B. OpenRouter (multi-provider routing)

If you already use OpenRouter for multi-model fallback, the model IDs are deepseek/deepseek-v4-pro and deepseek/deepseek-v4-flash. There's a 5–10% routing markup, but you get one API key with seamless fallback to Claude or GPT-5 when needed.

C. Self-hosting via Hugging Face + vLLM

For teams already self-hosting V3/V3.2 or with strict data-residency requirements: V4-Flash (160 GB) runs on a single 8×H100 box; V4-Pro (865 GB) needs a 4–8 node cluster with high-bandwidth interconnect. Unsloth-quantized GGUF builds are imminent and will further lower the hardware bar.

8. How V4 fits into this week's bigger trends

In our weekly highlights this week we identified three trends — multimodal generation entering industrial deployment, latent reasoning challenging explicit CoT, and Agent training becoming systematic. DeepSeek V4 strongly validates two of them:

The third trend (multimodal latent reasoning) doesn't show up in V4 — V4 is a text-only release. A multimodal version is expected in V4.5 or V5. This matches DeepSeek's standing strategy: each generation drives one breakthrough through to industrial scale rather than shipping a full multimodal stack at once.
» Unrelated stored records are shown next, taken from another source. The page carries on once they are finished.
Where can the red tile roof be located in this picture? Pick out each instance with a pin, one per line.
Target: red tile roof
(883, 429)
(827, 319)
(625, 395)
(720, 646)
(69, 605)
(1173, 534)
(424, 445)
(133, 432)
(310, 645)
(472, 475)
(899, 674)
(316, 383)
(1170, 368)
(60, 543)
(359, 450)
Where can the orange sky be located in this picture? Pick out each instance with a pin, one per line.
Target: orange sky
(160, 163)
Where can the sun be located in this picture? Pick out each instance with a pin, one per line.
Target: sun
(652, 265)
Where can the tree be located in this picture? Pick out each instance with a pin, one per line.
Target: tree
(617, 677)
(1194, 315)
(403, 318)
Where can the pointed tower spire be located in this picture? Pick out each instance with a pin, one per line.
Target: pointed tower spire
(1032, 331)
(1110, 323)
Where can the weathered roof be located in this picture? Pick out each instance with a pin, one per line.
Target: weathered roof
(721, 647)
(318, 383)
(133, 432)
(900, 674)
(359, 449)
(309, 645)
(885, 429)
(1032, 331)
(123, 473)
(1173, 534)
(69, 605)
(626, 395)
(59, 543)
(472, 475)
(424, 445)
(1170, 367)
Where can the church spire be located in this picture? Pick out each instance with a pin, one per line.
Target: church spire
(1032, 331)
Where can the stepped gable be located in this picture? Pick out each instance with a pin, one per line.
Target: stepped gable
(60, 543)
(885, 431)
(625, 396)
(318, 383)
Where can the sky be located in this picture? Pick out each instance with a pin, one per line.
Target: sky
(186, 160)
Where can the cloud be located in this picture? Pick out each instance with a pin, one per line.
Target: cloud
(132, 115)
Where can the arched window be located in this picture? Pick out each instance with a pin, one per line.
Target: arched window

9. The under-appreciated signal: open source has crossed the cost line

For the past three years, the open-source LLM story has been "performance gradually catching closed-source." V4 changes the script — it delivers ~80% of frontier performance plus a step-change in cost.

Take LiveCodeBench (probably the most engineering-relevant code benchmark) as a quick napkin calculation: V4-Pro (93.5 score, $3.48/M output) is ~27 score-points per dollar; Claude Opus 4.6 (88.8 score, $25/M output) is ~3.6 score-points per dollar. At equal budgets, V4-Pro produces about 7.5× the high-quality code-token throughput of Claude.

When an open-source model holds parity in the main battleground (coding) at 7–9× lower cost, the closed-source moat reduces to two things: (1) knowledge depth (where Gemini still leads on GPQA / MMLU); and (2) tooling and ecosystem maturity (function-calling SDKs, structured-output validation, enterprise SLAs). The first will erode with time; the second is exactly where Anthropic and OpenAI need to spend their next year.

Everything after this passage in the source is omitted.